Önceki röportajlarınızdan birinde "Gece yastığa kafamı koyduğumda aklıma gelen şeyleri yazıyorum" demişsiniz. Şarkılarınızda, yaşadıklarınızı birebir mi anlatırsınız?Şarkılarınız aslında sizin hikayeleriniz mi? Bazen birebir olmuyor. Ancak genelde kendi içimden çıkan duyguları yazmaya çalışıyorum. Çünkü bu bana daha dürüst geliyor. Birilerinin kulaklarında, duygularında yer işgal ediyorsunuz. En azından dürüst olmalıyız diye düşünüyorum. Ama bu yaştan sonra birebir de yaşamanız gerekmiyor. Eğer sinir uçları açık biriyseniz yakınınızda olan bir şey sizi kendiniz yaşamışsınız gibi etkileyebiliyor.
Yaşadıklarınızı anlattığınız, şarkı sözlerinizde samimi olduğunuz için biraz acıların kadını imajınız var. Bundan rahatsız mısınız? İçimden o duyguyu bağıra çağıra söylemek geliyorsa, söylerim. İnsan sorunlu olduğu duygularla ilgili bağırıp çağıramaz, hallettiği duygularla ilgili bağırır, çağırır, başkalarıyla paylaşır. Böyle düşünenlerin çıkması beni rahatsız etmiyor. Dinleyicilerim ne kadar hayat dolu olduğumu biliyorlar.

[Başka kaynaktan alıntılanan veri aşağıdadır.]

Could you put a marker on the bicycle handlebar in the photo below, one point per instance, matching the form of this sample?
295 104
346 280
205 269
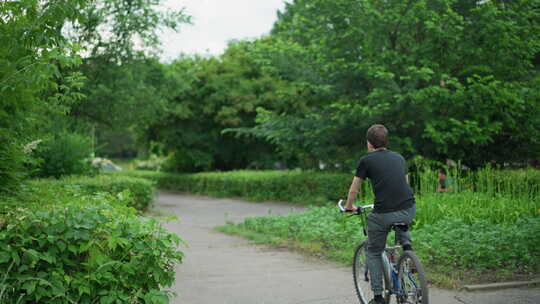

Bağırıp çağırmak demişken sizin Türkiye'nin en güzel çığlık atan kadını olduğunuzu düşünenler var. Çok iyi çığlık atan şarkıcılar var. Beni dinleyicilerin gözünde bir adım ileri koyan bir şey varsa o benim o çığlığı gerçekten duygusunu vererek atabilmemden kaynaklanıyordur. Teknik olarak çığlık atabilmek farklı, söylediğin kelimeyi gerçekten yüreğinle söylemekle farklı. Bazen bir fısıltı da çok şey anlatabilir, yüreğinizde fışkıran bir çığlık da... Kendi acımı ve sevincimi haykırdığım için belki insanların içine biraz daha işliyorum.
'Can Kırıkları' aslında bir kitap adı. Nasıl oldu da albüm bu adı aldı? Kitap bana 'Kelimeler Yetse' albümünü çıkardığım dönemde yazarı Karin Karakaşlı tarafından postayla gönderildi. Daha kitabın adına bakar bakmaz neredeyse şarkının kafamda çaldığını söyleyebilirim. İsminden o kadar etkilendim ki... Can kırıkları tanımlaması nasıl benim aklıma gelmez diye de hayıflandım açıkçası. Bu albüm için yaptığım ilk parça. Sözüyle ve müziğiyle birlikte 15-20 dakika içinde bitirdim. Karakaşlı'ya albüme bu ismi vereceğimi söylediğimde çok memnun oldu.
Birkaç yıllık şarkıcılar bile 'best of' albüm çıkarıyor. Hayranlarınızın böyle bir isteği yok mu sizden? Var tabii. Belki konser kayıtlarını bir araya getirebiliriz. 'Best of' albüm yapmaya daha çok var yahu. Ben hala henüz yapmadıklarımın peşindeyim. Geçmiştekiler insanların hafızasında duruyor. Daha ileriki yıllarda onlara tekrar sunabilirim belki.
Bir röportajınızda Türkçe müzik dinlemem demişsiniz. Türkiye'de şarkıcı olup da Türk şarkılarını dinlememek mümkün mü?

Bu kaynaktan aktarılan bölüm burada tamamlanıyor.